It’s with great sadness that we announce the passing of beloved music man & longtime President of Blue Note Records, Bruce Lundvall. He was 79 years old. The cause was complications from a prolonged battle with Parkinson’s disease. Born in Englewood, New Jersey in 1935, Bruce was a lifelong jazz lover whose passion for the music was ignited by Clifford Brown, Charlie Parker & the other beboppers he heard as an underage teenager at clubs along West 52nd Street in New York City in the 1950s.
A self-described “failed saxophone player,” Bruce took an entry level marketing job at Columbia Records in 1960 and over the following two decades rose to lead the North American division of the label, signing artists including Dexter Gordon, Herbie Hancock, Stan Getz, Wynton Marsalis & Willie Nelson. After launching the Elektra/Musician label in 1982, he received the offer of a lifetime in 1984 when EMI approached him about reviving Blue Note Records which had been dormant for several years. He jumped at the chance, partnering with producer Michael Cuscuna to bring back the label’s earlier stars like Jimmy Smith, McCoy Tyner, Freddie Hubbard, Joe Henderson & Jackie McLean, and signing new artists including Dianne Reeves, Cassandra Wilson, Michel Petrucciani, John Scofield, Charlie Hunter and Medeski Martin & Wood.
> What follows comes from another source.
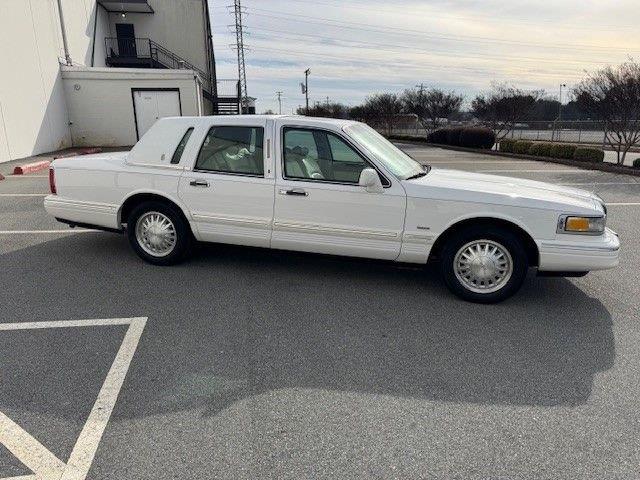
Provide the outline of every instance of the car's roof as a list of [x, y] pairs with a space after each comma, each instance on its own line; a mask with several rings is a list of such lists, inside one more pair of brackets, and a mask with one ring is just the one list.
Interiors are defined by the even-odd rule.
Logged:
[[224, 122], [233, 122], [237, 120], [278, 120], [278, 119], [291, 119], [298, 124], [331, 124], [331, 125], [349, 125], [352, 123], [356, 123], [354, 120], [345, 120], [341, 118], [327, 118], [327, 117], [306, 117], [304, 115], [208, 115], [203, 117], [166, 117], [166, 118], [175, 118], [181, 119], [183, 121], [188, 121], [189, 119], [202, 119], [202, 118], [215, 118], [218, 121]]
Under Bruce’s stewardship Blue Note established itself as the most-respected and longest-running jazz label in the world. He presided over a prosperous nearly-30-year period of the label’s history, reaching commercial heights with artists including Bobby McFerrin, Us3, Norah Jones, Al Green and Amos Lee, while recording some of the most important jazz artists of our time including Joe Lovano, Greg Osby, Jason Moran, Robert Glasper, Ambrose Akinmusire, Don Pullen, Gonzalo Rubalcaba, Terence Blanchard, Jacky Terrasson, and many others.
“Bruce was a one-of-a-kind, larger-than-life human being,” said Don Was, current Blue Note President. “His Joie de Vivre was equaled only by his love for music, impeccable taste and kind heart. He will be sorely missed by all of us who loved and admired him but his spirit will live forever in the music of Blue Note Records.”
Over the course of a music industry career spanning more than 50 years, Bruce was the rare record label executive who was universally loved and trusted. He steadfastly believed in putting artists first, letting the music lead and the commerce follow. Bruce received countless awards including the 2011 GRAMMY Trustees Award and the Jazz Foundation of America’s Lifetime Achievement Award. He served as the Chairman of the Recording Industry Association of America (RIAA); Director of the National Association of Recording Artists and Science (NARAS); Director of the T.H. Martell Foundation for Leukemia Research, the industry’s most prestigious charity. He is the namesake of the Montreal Jazz Festival’s Bruce Lundvall Award as well as JazzTimes magazine’s Bruce Lundvall Visionary Award, both of which honor prominent non-musicians who have left a mark on the world of jazz. Bruce’s authorized biography, Playing By Ear by author Dan Ouellette, was released last year.
As a testament to Bruce’s unbreakable spirit, just last year in August 2014 as he struggled against the effects of Parkinson’s, Bruce organized a jazz festival at his assisted-living facility in New Jersey that featured Jones, Reeves, Ravi Coltrane, Chucho Valdes, Bill Charlap, Renee Rosnes and others as a benefit for the Michael J. Fox Foundation for Parkinson’s Research.
Bruce is survived by his wife Kay; three sons: Tor, Kurt and his wife Blythe, and Eric and his wife Johanna; as well as two grandchildren: Rayna and Kerstin. A private family service will be followed by a forthcoming public service, details will be announced shortly. In lieu of flowers, Bruce’s family requests that a donation be made to the Michael J. Fox Foundation.